When I was teaching gardening to elementary students our mantra was “Eat a Rainbow.”
So we planted and happily harvested purple carrots, orange tomatoes, red radishes and yellow melons.
Eating a rainbow is something all of us should do every day. Eating a colorful diet guarantees that we are getting a wide range of vitamins, minerals and nutrients.
So as you go about planning your garden this year, consider growing your produce for its nutritional impact. Gary Heilig of Michigan State University Extension said that gardeners might be pleasantly surprised at the nutritional value of a homegrown veggie.
After comparing 50 vegetables, the highest level of vitamin E is found in rhubarb. For vitamin K the winner is kale, he said.
Kale is considered a superfood because it also contains the highest concentration of nutrients and vitamins such as A, C, K, B6 and calcium of any leafy green vegetable, said Kirsten Gerbatsch, Michigan Land Use Institute’s FoodCorps Service Member garden coordinator. “Kale is also a dynamic garden green — it grows in a wide range of climates and can even survive severe frost,” she added.

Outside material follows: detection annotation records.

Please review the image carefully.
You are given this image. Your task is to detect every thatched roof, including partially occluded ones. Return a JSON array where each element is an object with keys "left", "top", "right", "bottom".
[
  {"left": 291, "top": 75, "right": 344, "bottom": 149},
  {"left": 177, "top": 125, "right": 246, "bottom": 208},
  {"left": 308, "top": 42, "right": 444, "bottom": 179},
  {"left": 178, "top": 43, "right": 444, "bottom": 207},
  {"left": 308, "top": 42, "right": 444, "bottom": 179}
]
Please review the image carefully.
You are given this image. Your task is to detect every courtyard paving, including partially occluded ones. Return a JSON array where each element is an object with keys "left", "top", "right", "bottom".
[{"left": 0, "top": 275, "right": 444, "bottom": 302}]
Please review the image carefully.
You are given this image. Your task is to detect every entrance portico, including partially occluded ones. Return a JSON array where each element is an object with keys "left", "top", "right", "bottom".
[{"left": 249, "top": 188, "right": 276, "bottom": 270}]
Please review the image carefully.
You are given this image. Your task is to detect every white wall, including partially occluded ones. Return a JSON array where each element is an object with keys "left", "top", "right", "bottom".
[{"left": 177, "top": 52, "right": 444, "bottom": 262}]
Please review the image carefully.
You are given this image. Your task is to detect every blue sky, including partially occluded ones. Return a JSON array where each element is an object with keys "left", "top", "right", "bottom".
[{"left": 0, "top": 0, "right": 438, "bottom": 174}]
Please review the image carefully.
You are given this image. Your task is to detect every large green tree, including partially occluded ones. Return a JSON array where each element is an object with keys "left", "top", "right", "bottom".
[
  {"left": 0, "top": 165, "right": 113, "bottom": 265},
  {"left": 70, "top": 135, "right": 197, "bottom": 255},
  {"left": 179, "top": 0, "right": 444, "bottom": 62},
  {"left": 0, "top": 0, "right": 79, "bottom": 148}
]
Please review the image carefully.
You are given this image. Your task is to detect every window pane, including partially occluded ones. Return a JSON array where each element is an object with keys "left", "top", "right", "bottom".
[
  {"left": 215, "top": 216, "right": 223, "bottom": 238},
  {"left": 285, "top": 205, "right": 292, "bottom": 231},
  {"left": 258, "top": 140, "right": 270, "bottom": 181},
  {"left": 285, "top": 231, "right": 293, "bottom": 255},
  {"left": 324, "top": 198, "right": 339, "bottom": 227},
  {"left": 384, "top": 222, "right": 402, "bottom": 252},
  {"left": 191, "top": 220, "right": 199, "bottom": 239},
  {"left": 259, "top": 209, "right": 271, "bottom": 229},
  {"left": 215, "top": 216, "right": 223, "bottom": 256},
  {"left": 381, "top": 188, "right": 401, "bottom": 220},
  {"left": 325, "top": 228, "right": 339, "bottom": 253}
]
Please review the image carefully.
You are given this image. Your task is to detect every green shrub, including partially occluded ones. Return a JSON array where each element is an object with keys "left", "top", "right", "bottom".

For the best source of folate, sow some Edamame soybeans. And Popeye was right, spinach does make you stronger.
“While not quite as hardy as kale, spinach thrives in cooler temperatures and is a great choice for the spring garden. It is high in Vitamins A, C, K and folate, and a great source of iron,” said Gerbatsch.
Greens are one of the best sources for calcium and magnesium.
Want some vitamin C? A cup of fresh red bell peppers provides more vitamin C than a glass of orange juice. Broccoli also ranks high in vitamin C.
Radishes, an easy to grow veggie, are another surprising source of vitamin C. One cup of raw radishes provides 28 percent of one’s daily vitamin C.